The Ashanti Medal was sanctioned in October 1901 and was the first campaign medal authorised by Edward VII. This medal was created for those troops engaged in the Third Ashanti Expedition, also known as the War of the Golden Stool. This expedition lasted from March – December 1900, with the final outcome that the Ashanti maintained its de facto independence. Ashanti was made a Protectorate of the British Empire, but they ruled themselves with little reference to the colonial power.

==Description==
The medal, designed by George William de Saulles, was circular and 36 mm in diameter, with the following design:

Obverse: The bust of King Edward VII in Field Marshal's uniform facing left with the inscription 'EDWARDVS VII REX IMPERATOR'.

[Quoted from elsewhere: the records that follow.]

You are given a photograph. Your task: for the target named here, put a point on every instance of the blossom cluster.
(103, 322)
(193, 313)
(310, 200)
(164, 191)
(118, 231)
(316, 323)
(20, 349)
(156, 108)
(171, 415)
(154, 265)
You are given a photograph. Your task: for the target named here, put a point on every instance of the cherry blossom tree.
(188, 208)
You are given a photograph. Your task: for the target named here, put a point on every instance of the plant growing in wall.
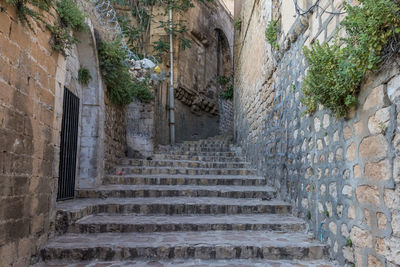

Reverse: The British lion standing on a rocky cliff facing a rising sun with, below, a native shield and crossed spears with a scroll bearing the inscription 'ASHANTI'.

Metal: Awarded in silver to combatants and in bronze for native carriers.

Ribbon: Green, 33 mm wide, with three 5 mm black stripes, one at each edge and one in the centre.

Naming: The rim of the medal was impressed with the recipient's name and unit in small square capitals. Officers' medals often had details engraved in script.

==Clasp==
The clasp 'KUMASSI' was awarded to the forces besieged within Kumassi between 31 March and 15 July 1900 and to members of the two relieving columns, under Colonel James Willcocks and Colonel A.P. Burroughs respectively.

==Numbers awarded==
About 4,400 silver and at least 900 bronze medals were awarded.

While no British Army units took part in the campaign, 183 European officers and 80 European NCOs seconded to local forces received the silver medal, as well as 131 European civilians, mainly local administrators and doctors. Some 4,000 locally recruited troops and constabulary received the medal in silver.

About 900 carriers qualified for the medal in bronze. In addition, numerous local levies were employed who may also have received the bronze medal.